An opportunity for people with sport as their primary focus

Since March 1960, the responsibility for selecting and organising international sporting teams to attend the Paralympic Games, Commonwealth Paraplegic Games and Stoke Mandeville Games resided with the Australian Paraplegic and Quadriplegic Council, which was established in 1960 as the Australian Paraplegic Council.

In 1971, this responsibility was delegated to the Australian Paraplegic and Quadriplegic Sports Sub Committee (APQSSC) of the Council.

This was important, because it created the opportunity to people for whom sport was their primary focus, whereas the Council itself was concerned with a full range of areas that affected spinal injuries in Australia and the treatment and rehabilitation of those with spinal injuries. It also opened the opportunity for athletes to have a say in the way Para-sport was managed.

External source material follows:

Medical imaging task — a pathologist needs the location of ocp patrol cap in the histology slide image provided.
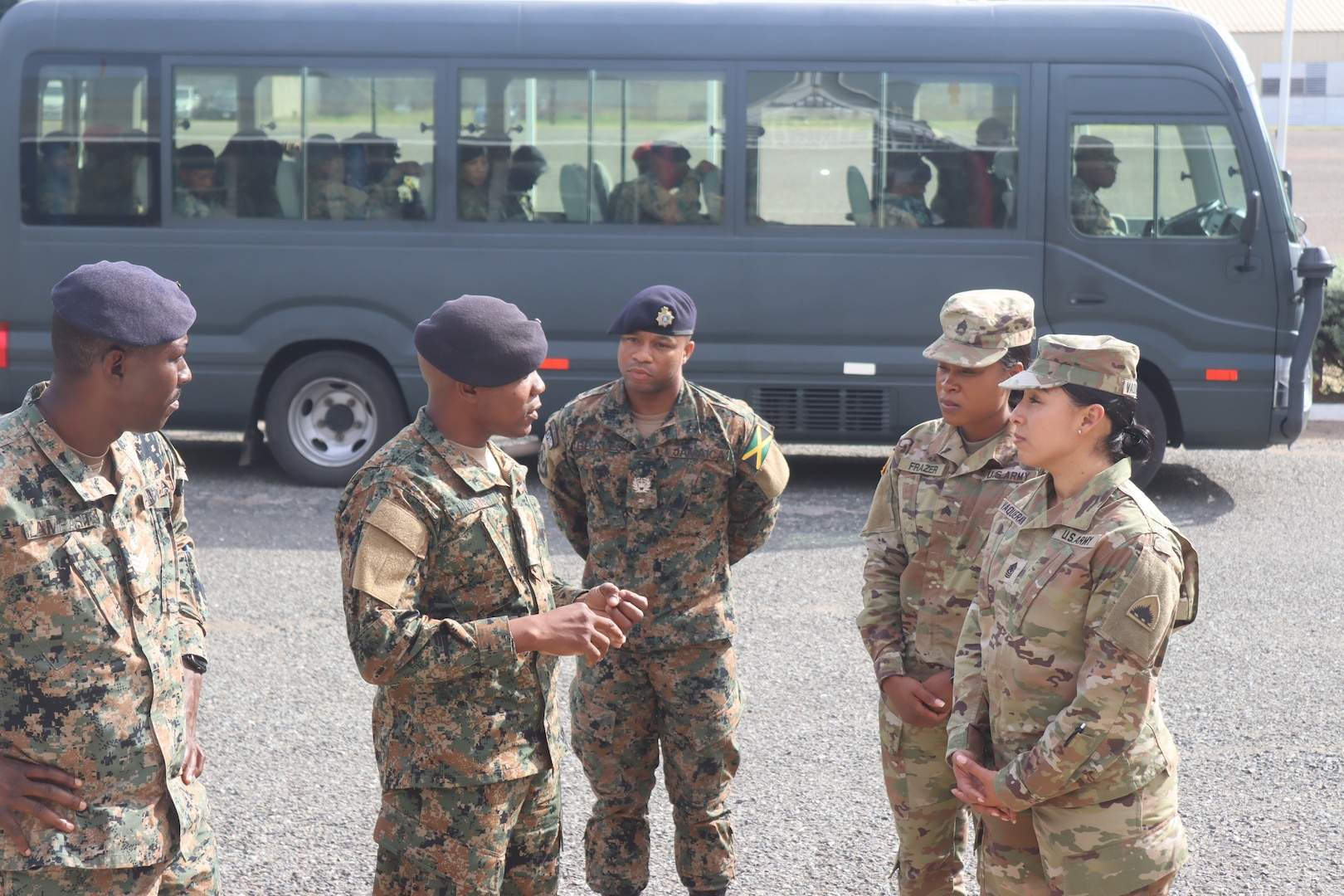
[999,334,1138,397]
[606,286,695,336]
[923,289,1036,367]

In the early years, the same people who oversaw the rehabilitation of people with spinal injuries also sat on the Paraplegic and Quadriplegic Council. For them, making selection decisions and arrangements for sporting events was just an extension of their broader role in assisting the rehabilitation and reintegration into society of people with spinal injuries.

Responsibility for selecting and organising international sporting teams was delegated to the Australian Paraplegic and Quadriplegic Sports Sub Committee (APQSSC).